第2話 白剣(はくけん)


「「「いち! に! いち! に!」」」


「一振り一振り全力で振るんだ! 手を抜くんじゃないぞ!」


「「「はい!」」」


 精霊に守られし国、精樹国アマーリス。


 この国には、精霊大樹と呼ばれる大きな大きな大樹がある。


 その精霊大樹から、年に一度小枝が落ちてくる。小枝と言っても、元々が大きな大きな大樹であるから、その大きさは並みの木よりもよほど巨大だ。


 そんな巨大な小枝だが、不思議と落ちてくるスピードはゆっくりで、それで怪我をした者はひとりもいない。


 そうして落ちてきた小枝は、職人の手によって切り分けられ、100本の木剣へと加工される。


 これが〈白剣(はくけん)〉だ。


〈白剣〉には不思議な力があり、魔力を込めると、持ち主に応じた木剣へと変化する。


 また、魔力を込めてから10月10日が過ぎると、さらに姿が変化し、真剣となる。大剣になるものもいれば、短剣になったり、槍になったり、鎌になったりもする。その姿は千差万別で、ひとつとして同じものはない。


 唯一同じなのは、真っ白だということだけ。


〈白剣〉は1年に100本しか作られないため、〈白剣〉の持ち主は優秀な者が多い。そして、特に優秀な者は、〈白剣騎士〉として選抜される。


 ちなみに〈白剣騎士〉は、子供のなりたい職業ナンバーワンだ。


「「「いち! に! いち! に!」」」


 だから子供たちは、こうして短い木剣を一心不乱に振り下ろしている。


〈白剣騎士〉になるためには、まず〈白剣〉の持ち主にならなければいけない。そのために必要なのが、精樹学園への入学だ。


 毎年作られる100本の〈白剣〉のうち、90本は精樹学園に与えられ、入学してきた子供たちが持ち主となる。たった90本なので、当然ながら、精樹学園への入学はとんでもない倍率となる。


 精樹学園への入学資格は、『精樹国アマーリスの国民で15歳であること』のみ。


 家柄は関係ない。無料の学園であるのでお金も関係ない。


 強さと教養。それだけが求められる。


「「「いち! に! いち! に!」」」


 だから子供たちは、こうして短い木剣を一心不乱に振り下ろしている。


 こうした光景は、どの町でも見られ、専門の教育機関まである。教師となるのは引退した〈白剣騎士〉が多く、それもあって、子供たちの熱意はますます高くなるのだ。

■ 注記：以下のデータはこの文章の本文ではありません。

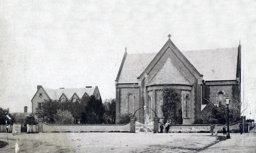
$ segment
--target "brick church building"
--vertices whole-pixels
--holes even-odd
[[[119,113],[133,114],[145,106],[163,118],[163,90],[173,88],[181,95],[183,124],[201,114],[211,116],[211,108],[240,102],[241,46],[238,48],[181,52],[170,39],[157,53],[128,54],[126,49],[115,80],[116,119]],[[143,109],[135,115],[143,120]],[[152,120],[154,111],[146,113]]]

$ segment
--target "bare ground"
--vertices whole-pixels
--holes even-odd
[[[221,140],[209,133],[0,133],[0,152],[197,152]]]

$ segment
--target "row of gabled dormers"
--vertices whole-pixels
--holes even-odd
[[[38,96],[39,98],[45,99],[46,97],[43,97],[43,93],[40,93],[40,88],[45,93],[47,98],[53,100],[61,100],[63,98],[68,99],[81,98],[85,95],[88,96],[94,95],[99,99],[101,99],[97,86],[95,87],[87,86],[86,88],[82,88],[65,89],[64,88],[60,88],[59,89],[51,89],[44,88],[42,85],[38,85],[38,90],[32,100],[37,94],[38,95]]]
[[[97,86],[92,87],[87,86],[85,88],[58,89],[44,88],[42,85],[37,86],[37,91],[31,100],[32,103],[32,112],[35,111],[40,104],[43,103],[45,100],[60,100],[61,101],[67,99],[73,99],[75,102],[76,99],[86,95],[94,95],[98,99],[101,100],[101,98]]]

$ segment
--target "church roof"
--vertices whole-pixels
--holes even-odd
[[[237,48],[217,49],[182,52],[205,81],[236,80]],[[157,53],[127,54],[118,83],[138,83],[137,77],[146,68]],[[228,62],[227,62],[227,59]]]
[[[156,53],[127,54],[125,57],[120,77],[119,83],[137,83],[140,76]]]
[[[236,79],[237,48],[189,51],[182,53],[203,75],[205,81]]]
[[[148,85],[156,84],[191,85],[184,75],[168,58],[163,66],[150,81]]]
[[[50,98],[54,100],[58,100],[63,93],[68,99],[71,98],[75,93],[80,98],[81,98],[85,93],[86,93],[89,96],[91,96],[93,94],[95,88],[92,87],[54,89],[44,88],[44,89]]]

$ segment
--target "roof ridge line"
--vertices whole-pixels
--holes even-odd
[[[183,50],[182,52],[191,52],[191,51],[209,51],[209,50],[223,50],[225,49],[237,49],[236,47],[225,47],[225,48],[212,48],[212,49],[199,49],[199,50]]]

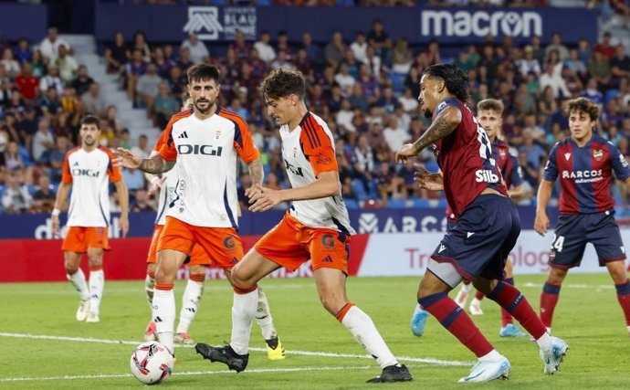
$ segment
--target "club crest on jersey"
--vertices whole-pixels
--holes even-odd
[[[604,157],[604,152],[602,152],[601,149],[595,149],[593,151],[593,158],[597,161],[602,161],[602,157]]]

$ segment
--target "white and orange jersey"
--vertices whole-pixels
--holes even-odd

 そんな姿を横目で見ながら、僕はひとりで木刀を腰から抜き放った。


「エド。まだそんなことやってるのか」


 教師の声に若干の呆れが含まれているのは、何度言っても僕が木刀を振るのをやめないからだ。


「僕にはこの木刀が良いんです」


 そう、木刀。


 自作なので鍔(つば)は無し。修学旅行でよく見るタイプの木刀だ。


「刀なぁ。そんな細い剣で打ち合ったら、すぐに折れそうだ」


「刀は強いんです」


 この世界には刀がない。かどうかは分からないけど、少なくとも精樹国アマーリスには無い。〈白剣騎士〉であった教師が知らないなら、周辺国にもなさそう。


 僕には、前世の記憶がわずかながらにある。そこは地球の日本と呼ばれる国で、かつては他国とは一風変わった軍隊がいた。その軍隊が用いたのが刀だ。


 詳しい構造や製法は覚えていない。そもそも知らなかった可能性もある。けれども、鮮烈に記憶に焼き付いていることがある。


 目を閉じれば、いつでも思い出せるその光景は――、


 一瞬の銀閃。


 抜き放たれた刀は、瞬きする間に振り切られ、銀の残光だけを残して、再び鞘へと戻される。


 肥大化した憧れはそのままに、異世界の少年の中へと詰め込まれ、〈白剣〉という不思議な力(ファンタジー)も相まって僕の体を突き動かす。


 すなわち、刀が欲しい。


 静謐(せいひつ)で、しかし燃え盛る炎のように激しく、後に残るのは残滓のみ。


 あの銀閃が欲しい。


 おそらく、前世ではそれに手が届かなかったのだろう。手が届いていれば、これほどまでに渇望することはなかったと思う。


 そして、この世界では、手の届く範囲に刀がある。


 ならば目指す。


〈白剣〉を、そして刀を手に入れるために。